His answer to my challenge had served its purpose of sending me out of the way into the interior of the island. Once more I had trusted in Fergus Ingleby, and once more those sharp wits of his had been too much for me."
"I asked my informant if Mr. Blanchard was aware as yet of his daughter's departure. He had discovered it, but not until the ship had sailed. This time I took a lesson in cunning from Ingleby. Instead of showing myself at Mr. Blanchard's house, I went first and looked at Mr. Blanchard's yacht."
"The vessel told me what the vessel's master might have concealed—the truth. I found her in the confusion of a sudden preparation for sea. All the crew were on board, with the exception of some few who had been allowed their leave on shore, and who were away in the interior of the island, nobody knew where. When I discovered that the sailing–master was trying in, to supply their places with the best men he could pick up at a moment's notice, my resolution was instantly taken. I knew the duties on board a yacht well enough, having had a vessel of my own, and having sailed her myself. Hurrying into the town, I changed my dress for a sailor's coat and hat, and, returning to the harbor, I offered myself as one of the volunteer crew. I don't know what the sailing–master saw in my face. My answers to his questions satisfied him, and yet he looked at me and hesitated. But hands were scarce, and it ended in my being taken on board. An hour later Mr. Blanchard joined us, and was assisted into the cabin, suffering pitiably in mind and body both. An hour after that we were at sea, with a starless night overhead, and a fresh breeze behind us."

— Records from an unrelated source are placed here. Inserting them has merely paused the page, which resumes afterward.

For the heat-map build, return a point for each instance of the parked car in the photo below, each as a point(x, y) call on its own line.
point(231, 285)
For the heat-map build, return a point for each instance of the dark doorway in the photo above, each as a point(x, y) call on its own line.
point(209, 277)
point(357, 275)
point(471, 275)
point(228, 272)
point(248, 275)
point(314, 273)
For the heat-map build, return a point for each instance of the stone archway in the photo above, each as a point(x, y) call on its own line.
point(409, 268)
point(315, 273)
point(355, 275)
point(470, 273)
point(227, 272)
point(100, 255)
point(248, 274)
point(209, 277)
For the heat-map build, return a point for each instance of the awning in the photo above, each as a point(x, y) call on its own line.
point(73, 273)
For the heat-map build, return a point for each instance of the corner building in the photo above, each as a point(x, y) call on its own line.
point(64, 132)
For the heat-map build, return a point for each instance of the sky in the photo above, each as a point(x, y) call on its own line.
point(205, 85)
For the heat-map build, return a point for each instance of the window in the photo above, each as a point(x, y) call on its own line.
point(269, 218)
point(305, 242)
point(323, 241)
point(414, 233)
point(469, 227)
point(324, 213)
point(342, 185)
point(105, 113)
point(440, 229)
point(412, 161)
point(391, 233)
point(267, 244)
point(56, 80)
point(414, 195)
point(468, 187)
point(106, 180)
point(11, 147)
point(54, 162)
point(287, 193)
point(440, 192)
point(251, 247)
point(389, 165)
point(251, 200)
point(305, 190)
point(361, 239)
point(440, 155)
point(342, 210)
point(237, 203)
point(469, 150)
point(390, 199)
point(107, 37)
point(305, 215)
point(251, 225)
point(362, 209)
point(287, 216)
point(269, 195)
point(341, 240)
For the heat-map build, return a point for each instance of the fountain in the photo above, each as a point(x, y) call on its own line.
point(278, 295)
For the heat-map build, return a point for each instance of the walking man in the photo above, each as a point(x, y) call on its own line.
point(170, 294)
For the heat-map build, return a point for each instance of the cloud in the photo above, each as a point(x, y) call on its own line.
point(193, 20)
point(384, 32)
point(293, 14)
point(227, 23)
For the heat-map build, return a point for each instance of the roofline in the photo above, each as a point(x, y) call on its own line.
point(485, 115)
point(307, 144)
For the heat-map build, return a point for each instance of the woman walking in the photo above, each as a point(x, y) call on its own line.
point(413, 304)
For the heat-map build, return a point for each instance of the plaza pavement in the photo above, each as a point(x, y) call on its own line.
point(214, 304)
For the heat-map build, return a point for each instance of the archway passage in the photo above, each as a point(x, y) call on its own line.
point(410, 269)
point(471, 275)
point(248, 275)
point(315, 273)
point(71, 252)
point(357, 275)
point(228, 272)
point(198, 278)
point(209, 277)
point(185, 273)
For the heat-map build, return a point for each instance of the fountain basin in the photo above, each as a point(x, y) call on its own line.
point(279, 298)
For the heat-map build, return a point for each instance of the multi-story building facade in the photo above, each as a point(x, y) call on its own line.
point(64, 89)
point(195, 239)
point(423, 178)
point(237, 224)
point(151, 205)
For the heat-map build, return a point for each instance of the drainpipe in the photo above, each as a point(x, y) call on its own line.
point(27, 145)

"As I had surmised, we were in pursuit of the vessel in which Ingleby and his wife had left the island that afternoon. The ship was French, and was employed in the timber trade: her name was La Grace de Dieu. Nothing more was known of her than that she was bound for Lisbon; that she had been driven out of her course; and that she had touched at Madeira, short of men and short of provisions. The last want had been supplied, but not the first. Sailors distrusted the sea–worthiness of the ship, and disliked the look of the vagabond crew. When those two serious facts had been communicated to Mr. Blanchard, the hard words he had spoken to his child in the first shock of discovering that she had helped to deceive him smote him to the heart. He instantly determined to give his daughter a refuge on board his own vessel, and to quiet her by keeping her villain of a husband out of the way of all harm at my hands. The yacht sailed three feet and more to the ship's one. There was no doubt of our overtaking La Grace de Dieu; the only fear was that we might pass her in the darkness."
"After we had been some little time out, the wind suddenly dropped, and there fell on us an airless, sultry calm. When the order came to get the topmasts on deck, and to shift the large sails, we all knew what to expect. In little better than an hour more, the storm was upon us, the thunder was pealing over our heads, and the yacht was running for it. She was a powerful schooner–rigged vessel of three hundred tons, as strong as wood and iron could make her; she was handled by a sailing–master who thoroughly understood his work, and she behaved nobly. As the new morning came, the fury of the wind, blowing still from the southwest quarter, subsided a little, and the sea was less heavy. Just before daybreak we heard faintly, through the howling of the gale, the report of a gun. The men collected anxiously on deck, looked at each other, and said: 'There she is!'"
"With the daybreak we saw the vessel, and the timber–ship it was. She lay wallowing in the trough of the sea, her foremast and her mainmast both gone—a water–logged wreck.